FGU has represented many OWLS ALTs who have quit for various reasons, only to find that OWLS have refused to pay their last month’s salary unless they signed the OWLS “designated resignation form” – which states that the ALT knowingly broke their contracts. The FGU demanded that OWLS pay salary for work completed, to no avail. In the end we made representations to the Labour Standards Office (LSO) who forced OWLS to pay the salary which was withheld.
To try and avoid this, OWLS in their wisdom drafted an “Agreement” that all ALTs are made to sign when they sign their contract. It gives OWLS permission to deduct a 114,000YEN penalty to cover costs and damages caused by an ALT quitting. It is also a disincentive for ALTs to quit – something quite common with their poor working conditions and salary.
The FGU has in the past pointed out that it is illegal to pre-determine a penalty for quitting (Labor Standards Law Article 16), but OWLS defended their right to do such. In another attempt to worm its way out of paying August downtime, the OWLS monthly salary (advertised 220-260K) is what new employees expect.
However, in orientation they are told that the monthly is for 11 months work, and annual salary is the 11 months multiplied by the monthly salary. However they are “kind” enough to pay the annual salary over 12 monthly payments so the ALT will not be out of pocket in August. A cynical way to make the pay look good, then lower it. As in many cases, companies will continue to conduct illegal practices until an employee stands up and demands their rights – which a FGU member did.
She signed up with Owls in April and after 4 days of training she started teaching on April 20 with the other 29 ALTs working at Fukuoka Prefectural high schools. However, to her surprise the traveling time to the school was over 2 hours one way and was over the maximum 15,000yen travel allowance per month. After Golden Week she conveyed her desire to resign. “Please stay till the end of May”, pleaded the dispatch company so she continued the hard slog to the school till the end of May. Then came the sledge hammer – not only did they deduct the 114,000YEN “penalty”, but they declared that “because she worked so few days in April she was only to be paid for the days worked, not the month”.
Her pay packet for 2 months was minus the 114,000YEN penalty AND less than half a month for April. The ALT didn’t take this lying down, and got in touch with a lawyer, who wrote a “please explain” letter to OWLS. You would think that when you have broken the labour law and you get a letter from a lawyer pointing it out that a company might back down – not OWLS. Not only did they defend their actions saying it was perfectly legal, but they enlisted a lawyer who wrote a reply defending OWLS’ actions.

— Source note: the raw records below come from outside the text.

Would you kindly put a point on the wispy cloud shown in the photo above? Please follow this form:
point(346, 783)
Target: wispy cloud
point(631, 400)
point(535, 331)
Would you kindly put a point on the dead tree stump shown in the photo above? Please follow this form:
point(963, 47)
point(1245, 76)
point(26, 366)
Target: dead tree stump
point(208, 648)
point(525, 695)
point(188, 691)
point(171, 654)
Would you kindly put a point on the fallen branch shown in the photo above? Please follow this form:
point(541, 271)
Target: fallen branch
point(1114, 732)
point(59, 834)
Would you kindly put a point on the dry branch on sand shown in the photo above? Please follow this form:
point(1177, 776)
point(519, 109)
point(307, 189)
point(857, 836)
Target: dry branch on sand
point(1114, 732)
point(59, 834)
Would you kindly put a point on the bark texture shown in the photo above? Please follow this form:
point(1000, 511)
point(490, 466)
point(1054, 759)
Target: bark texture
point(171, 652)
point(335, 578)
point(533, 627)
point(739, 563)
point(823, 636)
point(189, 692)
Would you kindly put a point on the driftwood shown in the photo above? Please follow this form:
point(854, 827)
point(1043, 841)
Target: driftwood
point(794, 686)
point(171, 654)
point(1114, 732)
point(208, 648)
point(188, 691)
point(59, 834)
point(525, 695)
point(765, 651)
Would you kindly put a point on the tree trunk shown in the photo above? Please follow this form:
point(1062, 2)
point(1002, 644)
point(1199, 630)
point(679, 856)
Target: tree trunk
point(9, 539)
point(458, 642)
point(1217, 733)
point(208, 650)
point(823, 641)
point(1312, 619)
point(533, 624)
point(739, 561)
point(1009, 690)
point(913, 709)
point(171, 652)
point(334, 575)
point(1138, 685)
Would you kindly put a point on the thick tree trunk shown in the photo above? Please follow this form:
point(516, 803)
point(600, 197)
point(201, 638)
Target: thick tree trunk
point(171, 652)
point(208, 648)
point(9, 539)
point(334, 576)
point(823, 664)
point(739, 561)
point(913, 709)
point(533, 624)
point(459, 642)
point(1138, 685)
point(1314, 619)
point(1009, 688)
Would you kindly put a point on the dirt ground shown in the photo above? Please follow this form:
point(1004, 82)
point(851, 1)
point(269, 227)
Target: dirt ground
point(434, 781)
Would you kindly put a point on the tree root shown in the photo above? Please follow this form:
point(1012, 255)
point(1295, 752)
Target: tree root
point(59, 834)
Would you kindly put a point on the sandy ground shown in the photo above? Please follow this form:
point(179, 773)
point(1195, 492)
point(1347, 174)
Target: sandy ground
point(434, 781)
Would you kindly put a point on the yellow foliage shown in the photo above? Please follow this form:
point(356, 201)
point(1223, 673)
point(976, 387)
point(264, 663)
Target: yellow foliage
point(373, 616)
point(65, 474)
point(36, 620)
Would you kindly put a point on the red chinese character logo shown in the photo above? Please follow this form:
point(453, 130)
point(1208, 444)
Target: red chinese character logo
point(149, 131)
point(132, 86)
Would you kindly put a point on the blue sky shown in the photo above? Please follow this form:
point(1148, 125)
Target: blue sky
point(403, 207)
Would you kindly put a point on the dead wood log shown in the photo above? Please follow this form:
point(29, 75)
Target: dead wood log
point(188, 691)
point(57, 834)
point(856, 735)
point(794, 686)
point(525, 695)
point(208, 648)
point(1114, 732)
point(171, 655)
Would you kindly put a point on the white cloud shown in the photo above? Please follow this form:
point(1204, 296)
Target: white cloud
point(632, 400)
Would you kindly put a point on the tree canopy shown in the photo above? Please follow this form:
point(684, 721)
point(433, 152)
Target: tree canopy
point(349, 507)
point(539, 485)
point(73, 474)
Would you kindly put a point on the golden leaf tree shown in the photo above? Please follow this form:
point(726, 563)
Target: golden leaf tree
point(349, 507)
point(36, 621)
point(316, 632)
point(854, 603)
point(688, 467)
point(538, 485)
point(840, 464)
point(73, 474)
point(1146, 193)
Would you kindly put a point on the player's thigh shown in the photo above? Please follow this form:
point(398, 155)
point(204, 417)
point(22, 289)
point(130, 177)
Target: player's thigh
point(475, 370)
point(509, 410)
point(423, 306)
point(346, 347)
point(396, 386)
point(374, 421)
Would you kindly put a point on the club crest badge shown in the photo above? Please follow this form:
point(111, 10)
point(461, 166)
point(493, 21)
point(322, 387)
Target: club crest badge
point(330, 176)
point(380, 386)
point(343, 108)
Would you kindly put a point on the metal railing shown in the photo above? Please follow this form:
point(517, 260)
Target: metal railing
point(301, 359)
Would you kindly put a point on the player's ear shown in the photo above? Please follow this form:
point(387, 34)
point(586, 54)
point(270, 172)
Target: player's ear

The lawyer angle ended in a bit of a stale mate, and the former ALT was not quite sure what to do – then she contacted the Union. Having dealt with OWLS in many cases it was clear that they were not going to listen to the Union or lawyers for that matter. The only voice that they do listen to is the Labour Standards Office. The FGU made representations to the LSO and it was deemed that OWLS had a case to answer for. Within a week the LSO had judged that OWLS had broken the LSL, and issued them with a reprimand ordering them to change their practices.
The FGU member got all her salary returned. There have been upwards of twenty ALTs who have quit OWLS over the past 2 years – all having the 114,000YEN deducted. They are entitled to get it back. Despite the reprimand, OWLS has yet to inform their ALTs that the “Agreement” they were made to sign is illegal and they cannot deduct the penalty for quitting.
Do you think OWL’s legal compliance record is fit to receive a public tender contract for ALTs?